What I learned (take this with BIG grain of salt as I am still very new at this and I could be completely wrong here!):

  • Be aware of the dangers! Main dangers are: fire and flying bits. Install a "dead man switch" which stops the machine immediately and make sure you can trigger this "from a distance". (this can be as simple as using an outlet with a switch and a very long cable to your machine). Wear goggles and protective clothing when being close to a working machine.
  • When learning start with a "sturdy" bit and use smaller and smaller bits only if things keep going right
    • Ideally start with a shaft shank bigger than 6.35mm (1/4 inch)

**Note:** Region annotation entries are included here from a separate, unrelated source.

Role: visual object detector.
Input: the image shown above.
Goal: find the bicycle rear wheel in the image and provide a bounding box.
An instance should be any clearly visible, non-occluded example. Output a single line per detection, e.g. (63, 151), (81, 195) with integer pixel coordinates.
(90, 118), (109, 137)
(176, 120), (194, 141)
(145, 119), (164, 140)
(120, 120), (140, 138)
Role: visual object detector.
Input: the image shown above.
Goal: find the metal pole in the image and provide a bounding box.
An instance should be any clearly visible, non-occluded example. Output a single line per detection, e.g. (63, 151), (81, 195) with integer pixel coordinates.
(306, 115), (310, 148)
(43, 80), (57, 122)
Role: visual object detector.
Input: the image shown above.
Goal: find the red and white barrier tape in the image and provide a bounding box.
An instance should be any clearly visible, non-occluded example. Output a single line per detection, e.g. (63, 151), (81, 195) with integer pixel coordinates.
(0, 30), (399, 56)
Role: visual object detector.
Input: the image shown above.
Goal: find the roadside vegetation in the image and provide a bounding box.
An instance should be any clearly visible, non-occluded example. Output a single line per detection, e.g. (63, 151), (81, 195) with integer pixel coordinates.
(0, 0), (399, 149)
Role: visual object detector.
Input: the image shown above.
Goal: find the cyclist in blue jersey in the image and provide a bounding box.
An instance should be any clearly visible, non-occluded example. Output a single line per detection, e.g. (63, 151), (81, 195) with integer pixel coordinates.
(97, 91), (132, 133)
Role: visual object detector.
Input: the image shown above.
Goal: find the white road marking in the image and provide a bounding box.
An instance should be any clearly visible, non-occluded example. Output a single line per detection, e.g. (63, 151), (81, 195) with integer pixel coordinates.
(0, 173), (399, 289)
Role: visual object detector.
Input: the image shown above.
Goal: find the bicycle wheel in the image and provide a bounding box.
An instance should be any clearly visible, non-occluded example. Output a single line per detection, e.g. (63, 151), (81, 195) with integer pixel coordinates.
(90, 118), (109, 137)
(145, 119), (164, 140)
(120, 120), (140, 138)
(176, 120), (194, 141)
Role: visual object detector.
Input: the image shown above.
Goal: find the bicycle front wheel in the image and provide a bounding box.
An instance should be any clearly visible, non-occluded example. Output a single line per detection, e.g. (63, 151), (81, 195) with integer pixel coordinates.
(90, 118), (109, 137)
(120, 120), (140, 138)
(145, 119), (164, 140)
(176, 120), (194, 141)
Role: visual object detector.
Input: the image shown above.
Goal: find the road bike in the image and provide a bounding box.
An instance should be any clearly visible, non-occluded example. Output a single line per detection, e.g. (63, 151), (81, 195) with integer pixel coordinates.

  • You cannot go deep in one cut, (but you can go pretty fast)
    • Wood -> don't do more than 2mm per cut
    • Aluminum/brass -> don't do more than 0.2 mm per cut (you can use multiple passes to go deeper)
  • Don't make very long deep "slots" in wood. Going deeper and deeper in the slot is going to heat your drill. This can and will result in fire if you keep it up without proper cooling!
  • Don't go "too slow". Going slow causes friction, which results in broken bits and/or fire
    • (With slow I mean doing less than 100mm/minute).
    • It sounds like a good idea to start "safe and slow". It is not.
    • I tried milling aluminum and brass and had a hard time telling the difference in quality between 300mm/minute and 1000mm/minute.
    • However: the smaller the bit, the slower you need to go (especially in tight corners the tip of a small bit tends to break while changing directions)
  • Don't go "too fast" when going "deep" Deep and "fast" don't go well together
  • Make sure your bed is "level". Do this by taking the biggest flat mill you have (ideally one that is specifically made for this) and remove the upper layer of your sacrificial board (going up and down until you covered the complete workspace)
  • Acrylic is "difficult". It seems to be soft but after a short while the plastic starts to "melt" and a "blob" attaches itself to your bit. This often results in a broken bit. The trick here is to go fast enough to not build friction so that the plastic doesn't melt but slow enough that you still get good quality. This is an area where I still have to learn and where I really need to have closer look at the speed and depth guides.
  • I had good results using WD40 to "cool" the bit while it is milling brass or aluminum. Just spray a bit on the surface where the bit is milling. (seems the debate is open here. Some people swear it is needed to get good results and others say that it is only needed in "extreme" case like trying to cut through stones with a very small bit). My take is that I always use it on "hard" materials like aluminum and brass.